Tokenizer.add_special_case raises KeyError
soldni opened this issue · comments
The usage example provided in the documentation for Tokenizer.add_special_case raises a KeyError
.
Steps to reproduce:
import spacy
from spacy.symbols import ORTH, LEMMA, POS
nlp = spacy.load('en')
nlp.tokenizer.add_special_case(u'gimme',
[
{
ORTH: u'gim',
LEMMA: u'give',
POS: u'VERB'},
{
ORTH: u'me' }])
# Traceback (most recent call last):
# File "test.py", line 13, in <module>
# ORTH: u'me' }])
# File "spacy/tokenizer.pyx", line 377, in spacy.tokenizer.Tokenizer.add_special_case (spacy/tokenizer.cpp:8460)
# File "spacy/vocab.pyx", line 340, in spacy.vocab.Vocab.make_fused_token (spacy/vocab.cpp:7879)
# KeyError: 'F'
Environment
- Operating System: Ubuntu 16.04 / macOS 10.12.1
- Python Version Used: CPython 3.5.2
- spaCy Version Used: 1.2.0
- Environment Information: n/a
A bit of follow up: I was going through the definition for spacy.vocab.Vocab.make_fused_token
, and it seems that code expects ORTH
to be equal to 'F'
, POS
to be equal to 'pos'
, and LEMMA
to be equal to 'L'
; however, ORTH
equals 65
, POS
equals 74
, and LEMMA
equals 73
.
I am not sure if the values expected by make_fused_tokens
are intentionally different from those defined in spacy.symbols
.
EDIT: Even when replacing keys for token_attrs
argument as described above, I still encounter an error:
import spacy
nlp = spacy.load('en')
nlp.tokenizer.add_special_case('gimme',
[
{
'F': 'gim',
'L': 'give',
'pos': 'VERB'},
{
'F': 'me' }])
# Traceback (most recent call last):
# File "test.py", line 13, in <module>
# 'F': 'me' }])
# File "spacy/tokenizer.pyx", line 377, in spacy.tokenizer.Tokenizer.add_special_case (spacy/tokenizer.cpp:8460)

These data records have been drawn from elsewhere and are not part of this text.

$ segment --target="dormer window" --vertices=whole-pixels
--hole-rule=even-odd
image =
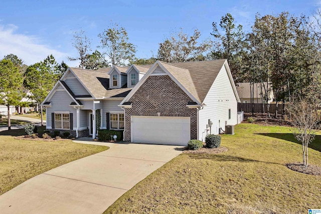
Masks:
[[[136,85],[136,73],[130,74],[130,85]]]
[[[112,75],[112,86],[117,86],[118,81],[118,75],[117,74]]]

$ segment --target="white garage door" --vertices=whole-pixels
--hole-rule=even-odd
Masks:
[[[187,145],[191,139],[190,117],[131,116],[131,141]]]

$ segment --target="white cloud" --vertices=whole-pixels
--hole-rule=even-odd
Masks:
[[[22,59],[24,63],[30,65],[52,54],[58,63],[66,61],[68,54],[39,44],[40,40],[36,36],[16,33],[18,29],[14,25],[0,25],[0,59],[13,54]]]

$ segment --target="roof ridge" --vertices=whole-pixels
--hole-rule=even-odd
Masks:
[[[196,62],[211,62],[211,61],[216,61],[219,60],[226,60],[226,59],[218,59],[216,60],[197,60],[195,61],[188,61],[188,62],[179,62],[177,63],[193,63]]]
[[[70,68],[72,69],[71,69],[72,70],[72,69],[74,68],[74,69],[76,69],[83,70],[84,71],[93,71],[94,72],[103,73],[104,74],[107,74],[107,73],[105,71],[98,71],[97,70],[85,69],[83,69],[83,68],[74,68],[74,67],[70,67]]]
[[[170,65],[170,66],[175,66],[175,67],[177,67],[178,68],[182,68],[183,69],[187,70],[188,71],[189,71],[189,72],[190,71],[188,69],[185,68],[183,68],[183,67],[180,67],[180,66],[177,66],[176,65],[172,65],[172,64],[170,64],[170,63],[166,63],[165,62],[161,61],[160,60],[158,60],[158,61],[162,63],[165,63],[166,64],[167,64],[167,65]]]

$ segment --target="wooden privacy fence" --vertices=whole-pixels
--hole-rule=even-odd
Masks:
[[[238,103],[237,104],[237,111],[244,111],[244,113],[252,113],[252,105],[254,107],[254,113],[267,113],[267,105],[268,104],[263,104],[262,103]],[[286,104],[283,105],[283,104],[278,104],[278,114],[283,113],[283,108],[286,108]],[[264,107],[264,111],[263,108]],[[269,108],[269,112],[270,114],[274,114],[275,113],[276,110],[276,104],[270,104]]]

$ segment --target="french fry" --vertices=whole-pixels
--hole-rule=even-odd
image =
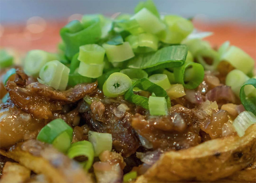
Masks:
[[[53,148],[35,140],[13,146],[2,155],[11,158],[53,182],[91,182],[90,176],[74,161]]]
[[[18,163],[7,161],[3,169],[2,183],[23,182],[30,177],[30,170]]]
[[[136,182],[208,182],[231,176],[255,162],[256,132],[254,124],[241,138],[227,136],[187,149],[166,152]],[[252,172],[235,173],[231,177],[242,179]]]

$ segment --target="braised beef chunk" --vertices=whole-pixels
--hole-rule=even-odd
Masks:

# File "spacy/vocab.pyx", line 342, in spacy.vocab.Vocab.make_fused_token (spacy/vocab.cpp:7907)
# File "spacy/morphology.pyx", line 39, in spacy.morphology.Morphology.assign_tag (spacy/morphology.cpp:3919)
# KeyError: 97
Thanks for this.
The docs have gotten ahead of the library here — the current/old behaviour is pretty inconsistent, so I wrote up the intended usage, but haven't had time to fix it yet. Will definitely have this resolved in the next release, which should be up this week.
This thread has been automatically locked since there has not been any recent activity after it was closed. Please open a new issue for related bugs.